- DVD cover
- Genre: Drama
- Based on: "Remembering Satan" by Lawrence Wright
- Written by: T. S. Cook
- Directed by: Dick Lowry
- Starring: William Devane; Bess Armstrong; John Shea; Lisa Dean Ryan; Dean Norris;
- Music by: Mark Snow
- Country of origin: United States
- Original language: English

Production
- Executive producer: Kenneth Kaufman
- Producer: Nancy Hardin
- Cinematography: Henry M. Lebo
- Editor: William B. Stich
- Running time: 100 minutes
- Production companies: Patchett Kaufman Entertainment; Nancy Hardin Productions; World International Network;

Original release
- Network: ABC
- Release: March 7, 1996

= Forgotten Sins =

Forgotten Sins is a 1996 American drama television film directed by Dick Lowry and written by T. S. Cook. It is based on Lawrence Wright's two-part article "Remembering Satan", about the real-life case of Paul Ingram, which appeared in the May 17 and May 24, 1993 issues of The New Yorker. It originally aired on ABC on March 7, 1996.

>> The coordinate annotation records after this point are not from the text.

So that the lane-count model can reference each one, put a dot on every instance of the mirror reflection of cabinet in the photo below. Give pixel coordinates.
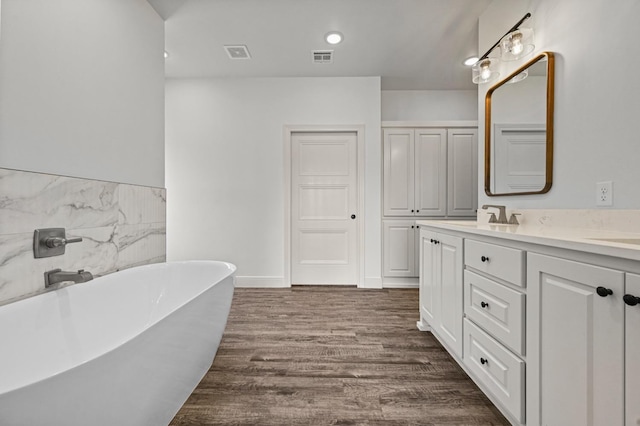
(519, 130)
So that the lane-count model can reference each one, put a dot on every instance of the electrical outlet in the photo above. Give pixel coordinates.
(604, 193)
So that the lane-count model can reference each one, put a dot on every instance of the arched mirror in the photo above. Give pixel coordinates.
(519, 130)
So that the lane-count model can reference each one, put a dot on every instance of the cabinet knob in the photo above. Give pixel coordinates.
(631, 300)
(604, 292)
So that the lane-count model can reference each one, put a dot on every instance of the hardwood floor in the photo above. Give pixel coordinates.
(332, 356)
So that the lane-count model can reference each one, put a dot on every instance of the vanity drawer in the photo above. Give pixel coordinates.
(495, 308)
(502, 262)
(498, 370)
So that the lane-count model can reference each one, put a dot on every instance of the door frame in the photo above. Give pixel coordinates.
(288, 130)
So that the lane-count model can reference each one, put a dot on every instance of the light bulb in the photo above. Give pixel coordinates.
(333, 37)
(516, 44)
(485, 71)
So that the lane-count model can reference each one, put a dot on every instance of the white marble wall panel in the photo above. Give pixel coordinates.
(121, 226)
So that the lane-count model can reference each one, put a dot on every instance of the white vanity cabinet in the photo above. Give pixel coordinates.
(441, 288)
(401, 248)
(632, 350)
(548, 328)
(494, 308)
(575, 329)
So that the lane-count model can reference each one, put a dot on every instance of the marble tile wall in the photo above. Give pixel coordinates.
(121, 225)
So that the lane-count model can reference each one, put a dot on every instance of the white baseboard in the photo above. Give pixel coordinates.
(259, 282)
(400, 282)
(371, 282)
(400, 285)
(423, 326)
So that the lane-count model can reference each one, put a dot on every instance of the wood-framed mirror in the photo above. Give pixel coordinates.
(519, 130)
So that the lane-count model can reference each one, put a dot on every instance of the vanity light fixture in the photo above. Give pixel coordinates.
(471, 61)
(333, 37)
(517, 44)
(484, 70)
(517, 40)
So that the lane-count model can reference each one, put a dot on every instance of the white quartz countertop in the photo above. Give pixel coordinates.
(625, 245)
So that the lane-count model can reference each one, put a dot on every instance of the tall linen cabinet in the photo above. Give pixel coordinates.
(429, 171)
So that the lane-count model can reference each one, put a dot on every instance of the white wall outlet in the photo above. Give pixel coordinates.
(604, 193)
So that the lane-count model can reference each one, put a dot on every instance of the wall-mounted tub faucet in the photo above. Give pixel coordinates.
(50, 242)
(57, 276)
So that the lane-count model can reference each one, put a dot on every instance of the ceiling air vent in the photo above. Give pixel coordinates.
(238, 52)
(323, 56)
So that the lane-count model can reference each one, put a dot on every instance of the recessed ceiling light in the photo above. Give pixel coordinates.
(333, 37)
(470, 61)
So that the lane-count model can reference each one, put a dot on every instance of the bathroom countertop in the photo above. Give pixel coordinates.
(624, 245)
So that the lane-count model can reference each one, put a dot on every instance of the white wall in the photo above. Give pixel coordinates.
(82, 84)
(429, 105)
(597, 100)
(224, 165)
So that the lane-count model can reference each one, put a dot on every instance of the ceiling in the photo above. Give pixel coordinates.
(411, 44)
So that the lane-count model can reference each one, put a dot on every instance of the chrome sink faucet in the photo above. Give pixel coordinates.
(56, 276)
(502, 214)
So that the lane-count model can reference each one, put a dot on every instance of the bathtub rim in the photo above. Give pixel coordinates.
(230, 271)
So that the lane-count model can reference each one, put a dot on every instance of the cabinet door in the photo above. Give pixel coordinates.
(575, 343)
(399, 256)
(632, 355)
(398, 174)
(428, 277)
(449, 325)
(430, 172)
(462, 172)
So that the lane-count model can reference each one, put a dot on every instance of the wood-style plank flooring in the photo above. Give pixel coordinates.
(332, 356)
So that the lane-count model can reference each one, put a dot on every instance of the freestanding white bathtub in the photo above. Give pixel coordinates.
(124, 349)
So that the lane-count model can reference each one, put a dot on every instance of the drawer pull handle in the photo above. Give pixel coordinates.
(604, 292)
(631, 300)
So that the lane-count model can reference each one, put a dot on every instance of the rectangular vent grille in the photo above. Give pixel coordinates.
(323, 57)
(238, 52)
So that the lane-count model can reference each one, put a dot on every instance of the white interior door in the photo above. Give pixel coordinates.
(324, 201)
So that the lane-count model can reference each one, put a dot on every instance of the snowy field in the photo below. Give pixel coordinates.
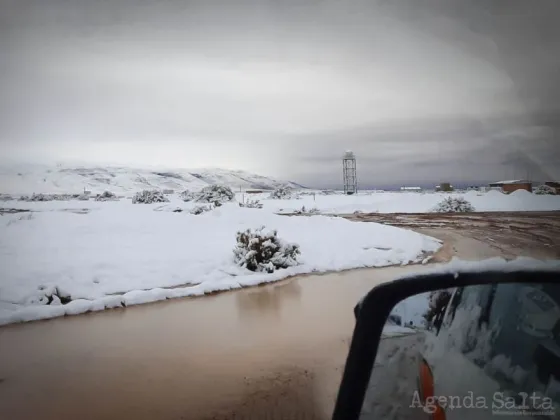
(108, 254)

It stars William Devane as Richard Ofshe, "a role to which William Devane brings his customary bristling panache" wrote Dorothy Rabinowitz in The Wall Street Journal. John Shea also stars as Matthew Bradshaw, a fictional character based on Paul Ingram. Bess Armstrong portrays Roberta 'Bobbie' Bradshaw, a character based on Sandy Ingram. Doogie Howsers Lisa Dean Ryan co-stars.